By Long Luo

Here are 6 approaches to solve this problem in Java.

# BF O(n^3)

It’s easy to use 3 loops to find $3$ elements which is $132$ pattern, but the time complexity is $O(n^3)$, so it wouldn’t accepted as timeout.

## Analysis

• Time Complexity: $O(n^3)$.
• Space Complexity: $O(1)$.

# BF O(n^2)

Noticed that $nums[j]$ is the peak of the $3$ elements, suppose the current element is $nums[j]$, we have to find the element $nums[k]$ that is smaller than $nums[j]$ after $j$, and the element $nums[i]$ that is smaller than $nums[k]$ before $j$.
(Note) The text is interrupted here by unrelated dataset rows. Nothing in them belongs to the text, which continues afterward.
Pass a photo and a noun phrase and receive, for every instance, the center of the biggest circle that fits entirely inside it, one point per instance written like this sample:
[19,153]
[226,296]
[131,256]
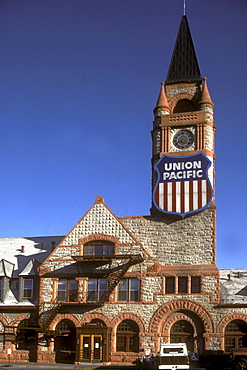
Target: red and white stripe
[183,197]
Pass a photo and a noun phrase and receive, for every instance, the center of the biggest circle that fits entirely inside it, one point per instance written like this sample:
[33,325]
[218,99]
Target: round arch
[18,318]
[127,316]
[190,309]
[65,316]
[92,316]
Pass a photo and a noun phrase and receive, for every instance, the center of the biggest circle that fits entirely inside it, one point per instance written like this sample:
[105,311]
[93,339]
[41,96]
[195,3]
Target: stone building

1. Scan left from $j$ to $0$, $0 <= i < j$, whether there is $num[i] < nums[j]$, update the mininum $leftMin$;

2. Scan right from $j$ to the end, $j + 1 <= k < len$, whether there is $num[k] < nums[j]$, update the maxinum $rightMax$;

3. If exists and $leftMin < rightMax$, return $true$.

Let’s coding it.

## Analysis

• Time Complexity: $O(n^2)$.
• Space Complexity: $O(1)$.

# TreeMap

Method 2 is $O(n^2)$. With extra $O(n)$ space to store the elements of the array, we can reduce the time complexity to $O(n)$.

We have to maintain all the values of the array in the right of $j$. As we have determined $nums[i]$ and $nums[j]$, we only need to query the smallest element $nums[k]$ in the sorted set which is strictly larger than $nums[i]$.

Then if $nums[k] < nums[j]$, which means we have found the $3$ elements of $132$ pattern.

## Analysis

• Time Complexity: $O(nlogn)$.
• Space Complexity: $O(n)$.

# Monotonic Stack

We can use a stack to store the element of the array from the back to front, find $nums[k]$ in the stack, and then continue to scan forward to find $nums[i]$.

The stack must store elements with a larger index and a smaller value than $nums[j]$.

The process is like this:

1. Scanning from the back to the front, if the current element $nums[i]$ is larger than the top of the stack, which means $nums[i]$ may be the $nums[j]$ we are looking for;

2. Pop all the elements in the stack that are smaller than it. These elements are the the $nums[k]$, and the last pop-up is the maximum qualified $nums[k]$.

3. If this $num[k]$ is larger than the $nums[i]$ scanned forward, we find the answer.

## Analysis

• Time Complexity: $O(n)$.
• Space Complexity: $O(n)$.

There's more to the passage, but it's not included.